I took a deep breath, and told him the good news.
“Young Bingo—your nephew, you know—wants to marry a waitress,” I said.
“I honour him for it,” said Old Little.
“You don’t object?”
“On the contrary.”
I took another deep breath.
“I hope you won’t think I’m butting in,” I said, “but—er—well, how about it?”
“I fear I do not quite follow you.”
“Well, I mean to say … The money you’re good enough to give him. He was rather hoping that you—because of his marriage—might add some money to his income.”
Old Little shook his head regretfully.
“I fear that can hardly be managed. You see, a man in my position must save every penny. I will gladly continue my nephew’s existing allowance, but beyond that I cannot go. It would not be fair to my wife.”
“What! But you’re not married?”
“Not yet. But I think about it. The lady who for years has cooked so well for me honoured me by accepting my hand this very morning.” A cold gleam of triumph came into his eye. “Now let them try to get her away from me!” he muttered.
“Young Mr Little has been calling you during the afternoon, sir,” said Jeeves that night, when I got home.
“No wonder,” I said. I had sent poor old Bingo a note by messenger-boy shortly after lunch.
“He seemed a little agitated.”
“I don’t wonder, Jeeves,” I said, “I’m afraid I’ve bad news for you. That scheme of yours—reading those books to old Mr Little and all that—has led to nowhere.”
“They did not soften him?”
“They did. That’s the whole trouble. Jeeves, I’m sorry to say that fiancée of yours—Miss Watson, you know—the cook, you know—well, she’s chosen riches, if you know what I mean.”
“Sir?”
“She’s got engaged to old Mr Little!”
“Indeed, sir?”
“You don’t seem much upset.”
“The fact is, sir, I had anticipated some such outcome.”
I stared at him. “Then why did you suggest me that scheme?”

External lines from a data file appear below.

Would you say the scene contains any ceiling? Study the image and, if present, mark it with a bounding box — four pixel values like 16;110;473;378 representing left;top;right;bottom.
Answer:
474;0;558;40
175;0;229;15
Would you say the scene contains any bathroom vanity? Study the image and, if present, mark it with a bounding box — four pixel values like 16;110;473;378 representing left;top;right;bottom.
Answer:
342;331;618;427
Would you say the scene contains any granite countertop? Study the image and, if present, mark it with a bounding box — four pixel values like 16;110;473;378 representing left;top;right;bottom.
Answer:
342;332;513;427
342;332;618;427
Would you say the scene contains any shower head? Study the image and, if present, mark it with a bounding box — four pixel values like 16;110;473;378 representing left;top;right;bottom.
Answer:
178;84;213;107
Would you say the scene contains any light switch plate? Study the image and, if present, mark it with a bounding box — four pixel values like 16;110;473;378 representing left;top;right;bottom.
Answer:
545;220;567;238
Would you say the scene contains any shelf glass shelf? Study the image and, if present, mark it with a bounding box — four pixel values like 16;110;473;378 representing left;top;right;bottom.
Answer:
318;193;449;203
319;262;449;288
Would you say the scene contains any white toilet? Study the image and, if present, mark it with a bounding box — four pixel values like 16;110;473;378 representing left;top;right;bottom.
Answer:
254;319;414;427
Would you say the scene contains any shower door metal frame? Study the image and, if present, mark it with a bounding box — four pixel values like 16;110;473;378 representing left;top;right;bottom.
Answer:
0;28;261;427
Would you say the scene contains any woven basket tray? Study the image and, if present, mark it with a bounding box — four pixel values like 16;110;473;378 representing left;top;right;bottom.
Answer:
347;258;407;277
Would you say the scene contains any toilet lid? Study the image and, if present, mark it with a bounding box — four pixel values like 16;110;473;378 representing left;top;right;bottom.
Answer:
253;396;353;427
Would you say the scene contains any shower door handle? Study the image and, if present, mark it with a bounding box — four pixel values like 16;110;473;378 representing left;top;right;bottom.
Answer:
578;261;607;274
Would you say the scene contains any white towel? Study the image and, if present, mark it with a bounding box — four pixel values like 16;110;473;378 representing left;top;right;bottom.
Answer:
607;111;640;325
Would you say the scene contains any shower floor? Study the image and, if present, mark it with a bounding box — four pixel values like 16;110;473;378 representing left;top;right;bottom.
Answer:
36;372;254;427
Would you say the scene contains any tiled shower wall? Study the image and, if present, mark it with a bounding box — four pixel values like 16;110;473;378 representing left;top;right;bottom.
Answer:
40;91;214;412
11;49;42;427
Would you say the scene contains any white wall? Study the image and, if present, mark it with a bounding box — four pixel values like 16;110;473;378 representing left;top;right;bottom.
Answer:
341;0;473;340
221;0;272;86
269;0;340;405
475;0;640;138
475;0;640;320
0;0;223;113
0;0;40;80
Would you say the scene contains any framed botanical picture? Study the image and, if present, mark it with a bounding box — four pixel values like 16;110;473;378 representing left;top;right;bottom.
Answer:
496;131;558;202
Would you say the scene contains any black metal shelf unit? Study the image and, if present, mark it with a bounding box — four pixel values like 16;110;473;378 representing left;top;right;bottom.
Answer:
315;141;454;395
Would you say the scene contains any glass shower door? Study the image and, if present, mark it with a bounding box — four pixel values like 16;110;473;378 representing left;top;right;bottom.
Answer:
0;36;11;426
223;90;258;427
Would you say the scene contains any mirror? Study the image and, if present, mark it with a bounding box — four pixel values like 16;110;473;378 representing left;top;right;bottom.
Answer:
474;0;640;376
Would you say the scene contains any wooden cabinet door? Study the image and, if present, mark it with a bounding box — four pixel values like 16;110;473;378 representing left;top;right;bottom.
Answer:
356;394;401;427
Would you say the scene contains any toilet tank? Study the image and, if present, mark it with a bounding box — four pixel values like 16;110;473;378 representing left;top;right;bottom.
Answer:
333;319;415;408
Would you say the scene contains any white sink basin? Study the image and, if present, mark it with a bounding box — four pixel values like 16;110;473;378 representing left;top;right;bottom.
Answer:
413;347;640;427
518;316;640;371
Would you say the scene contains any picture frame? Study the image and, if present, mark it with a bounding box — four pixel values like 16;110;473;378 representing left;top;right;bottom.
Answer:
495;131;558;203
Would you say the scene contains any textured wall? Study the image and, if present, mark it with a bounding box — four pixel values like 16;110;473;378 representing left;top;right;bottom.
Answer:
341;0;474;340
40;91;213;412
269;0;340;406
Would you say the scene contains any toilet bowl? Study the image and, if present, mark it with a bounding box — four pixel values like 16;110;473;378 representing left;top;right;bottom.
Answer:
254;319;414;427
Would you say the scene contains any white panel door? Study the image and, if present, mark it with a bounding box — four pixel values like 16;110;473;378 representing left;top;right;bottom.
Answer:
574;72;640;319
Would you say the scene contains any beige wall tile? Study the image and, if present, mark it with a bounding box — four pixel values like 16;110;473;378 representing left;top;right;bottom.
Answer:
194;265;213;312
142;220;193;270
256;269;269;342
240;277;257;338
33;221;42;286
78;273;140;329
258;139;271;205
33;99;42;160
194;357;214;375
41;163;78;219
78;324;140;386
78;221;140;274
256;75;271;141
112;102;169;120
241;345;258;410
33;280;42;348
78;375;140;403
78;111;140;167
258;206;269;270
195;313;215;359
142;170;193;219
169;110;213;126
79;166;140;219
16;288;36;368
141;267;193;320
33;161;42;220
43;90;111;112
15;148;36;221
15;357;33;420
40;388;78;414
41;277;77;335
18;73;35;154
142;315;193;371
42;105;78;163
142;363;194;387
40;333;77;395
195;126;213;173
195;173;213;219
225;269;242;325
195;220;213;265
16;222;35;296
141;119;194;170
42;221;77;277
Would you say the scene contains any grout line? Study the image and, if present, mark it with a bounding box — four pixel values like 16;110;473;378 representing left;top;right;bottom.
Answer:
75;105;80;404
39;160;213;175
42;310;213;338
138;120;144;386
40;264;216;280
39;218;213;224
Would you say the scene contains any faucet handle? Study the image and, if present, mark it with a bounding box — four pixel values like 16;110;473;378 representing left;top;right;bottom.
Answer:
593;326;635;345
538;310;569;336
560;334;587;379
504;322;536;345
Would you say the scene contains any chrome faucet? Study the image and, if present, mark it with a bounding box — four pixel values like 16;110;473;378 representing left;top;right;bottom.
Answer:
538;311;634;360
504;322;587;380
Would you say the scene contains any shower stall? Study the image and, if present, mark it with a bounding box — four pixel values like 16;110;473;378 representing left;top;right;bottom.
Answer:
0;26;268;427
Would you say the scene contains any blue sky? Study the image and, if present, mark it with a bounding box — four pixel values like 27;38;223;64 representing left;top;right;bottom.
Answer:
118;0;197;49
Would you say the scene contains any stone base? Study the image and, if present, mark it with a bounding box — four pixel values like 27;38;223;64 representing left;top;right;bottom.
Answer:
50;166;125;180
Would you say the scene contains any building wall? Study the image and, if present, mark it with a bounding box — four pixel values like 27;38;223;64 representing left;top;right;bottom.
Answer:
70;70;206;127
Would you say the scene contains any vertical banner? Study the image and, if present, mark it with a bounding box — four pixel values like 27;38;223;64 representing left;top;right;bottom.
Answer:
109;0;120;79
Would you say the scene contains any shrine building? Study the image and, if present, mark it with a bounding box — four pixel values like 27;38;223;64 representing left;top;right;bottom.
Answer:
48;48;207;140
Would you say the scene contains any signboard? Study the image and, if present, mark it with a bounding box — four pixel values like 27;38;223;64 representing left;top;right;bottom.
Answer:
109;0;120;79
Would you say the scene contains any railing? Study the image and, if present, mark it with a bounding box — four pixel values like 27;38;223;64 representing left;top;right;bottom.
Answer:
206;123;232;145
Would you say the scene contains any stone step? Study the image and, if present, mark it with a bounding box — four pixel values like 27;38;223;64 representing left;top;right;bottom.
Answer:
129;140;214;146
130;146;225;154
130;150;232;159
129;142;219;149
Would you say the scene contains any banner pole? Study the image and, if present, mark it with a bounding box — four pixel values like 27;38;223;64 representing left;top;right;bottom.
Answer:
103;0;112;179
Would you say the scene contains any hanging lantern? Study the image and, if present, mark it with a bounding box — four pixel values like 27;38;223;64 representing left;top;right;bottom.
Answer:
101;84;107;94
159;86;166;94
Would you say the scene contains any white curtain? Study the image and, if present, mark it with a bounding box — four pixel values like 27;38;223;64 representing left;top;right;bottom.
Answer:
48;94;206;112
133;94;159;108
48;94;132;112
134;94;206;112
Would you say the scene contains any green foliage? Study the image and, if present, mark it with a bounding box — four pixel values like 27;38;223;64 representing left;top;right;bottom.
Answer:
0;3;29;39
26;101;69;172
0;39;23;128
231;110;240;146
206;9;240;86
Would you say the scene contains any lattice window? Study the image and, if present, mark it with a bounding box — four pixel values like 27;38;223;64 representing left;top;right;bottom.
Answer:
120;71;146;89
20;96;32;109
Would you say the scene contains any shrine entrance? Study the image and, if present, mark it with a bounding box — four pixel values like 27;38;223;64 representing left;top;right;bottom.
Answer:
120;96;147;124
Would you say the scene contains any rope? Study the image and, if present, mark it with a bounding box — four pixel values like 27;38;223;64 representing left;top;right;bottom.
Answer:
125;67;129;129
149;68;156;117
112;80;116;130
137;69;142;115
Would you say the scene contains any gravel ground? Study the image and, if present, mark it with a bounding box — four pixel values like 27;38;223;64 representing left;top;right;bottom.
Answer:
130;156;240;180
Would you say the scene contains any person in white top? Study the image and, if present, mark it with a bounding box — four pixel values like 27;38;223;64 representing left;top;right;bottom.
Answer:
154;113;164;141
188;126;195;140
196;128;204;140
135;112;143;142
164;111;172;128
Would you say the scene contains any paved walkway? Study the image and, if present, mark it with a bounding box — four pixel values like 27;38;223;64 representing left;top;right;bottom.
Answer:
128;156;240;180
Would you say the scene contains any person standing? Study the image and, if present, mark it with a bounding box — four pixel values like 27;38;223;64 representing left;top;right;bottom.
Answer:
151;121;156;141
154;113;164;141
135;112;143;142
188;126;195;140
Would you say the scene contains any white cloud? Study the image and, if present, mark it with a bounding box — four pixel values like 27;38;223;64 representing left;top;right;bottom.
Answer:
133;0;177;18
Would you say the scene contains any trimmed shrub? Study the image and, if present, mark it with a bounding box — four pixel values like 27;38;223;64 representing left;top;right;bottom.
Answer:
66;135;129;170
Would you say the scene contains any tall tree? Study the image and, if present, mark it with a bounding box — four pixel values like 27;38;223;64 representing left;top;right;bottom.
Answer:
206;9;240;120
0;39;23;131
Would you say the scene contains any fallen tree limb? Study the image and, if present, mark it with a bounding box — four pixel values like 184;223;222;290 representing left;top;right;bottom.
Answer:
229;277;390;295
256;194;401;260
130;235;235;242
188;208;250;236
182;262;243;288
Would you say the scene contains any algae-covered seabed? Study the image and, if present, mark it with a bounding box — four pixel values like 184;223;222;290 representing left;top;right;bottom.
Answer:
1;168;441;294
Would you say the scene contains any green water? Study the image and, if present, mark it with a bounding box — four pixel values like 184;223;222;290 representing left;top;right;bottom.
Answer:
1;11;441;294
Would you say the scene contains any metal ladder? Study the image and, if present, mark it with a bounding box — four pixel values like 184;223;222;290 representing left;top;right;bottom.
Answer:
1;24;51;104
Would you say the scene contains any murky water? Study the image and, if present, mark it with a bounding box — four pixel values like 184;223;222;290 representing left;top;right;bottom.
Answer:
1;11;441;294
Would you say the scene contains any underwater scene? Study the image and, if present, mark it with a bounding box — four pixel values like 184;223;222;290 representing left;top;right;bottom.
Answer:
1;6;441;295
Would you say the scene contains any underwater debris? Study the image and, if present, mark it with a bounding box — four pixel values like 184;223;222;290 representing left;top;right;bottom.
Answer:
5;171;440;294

“To tell you the truth, sir, I was not wholly happy with my relations with Miss Watson. I respect her exceedingly, but I have seen for a long time that we were not suited. Now, the other young person with whom I have an understanding—”
“Oh Lord, Jeeves! There isn’t another?”
“Yes, sir.”
“How long has this been going on?”
“For some weeks, sir. I was greatly attracted by her when I first met her at a subscription dance at Camberwell.”
“Oh Jesus! Not—”
Jeeves inclined his head gravely.
“Yes, sir. By an odd coincidence it is the same young person in whom young Mr Little has been so interested. Good night, sir.”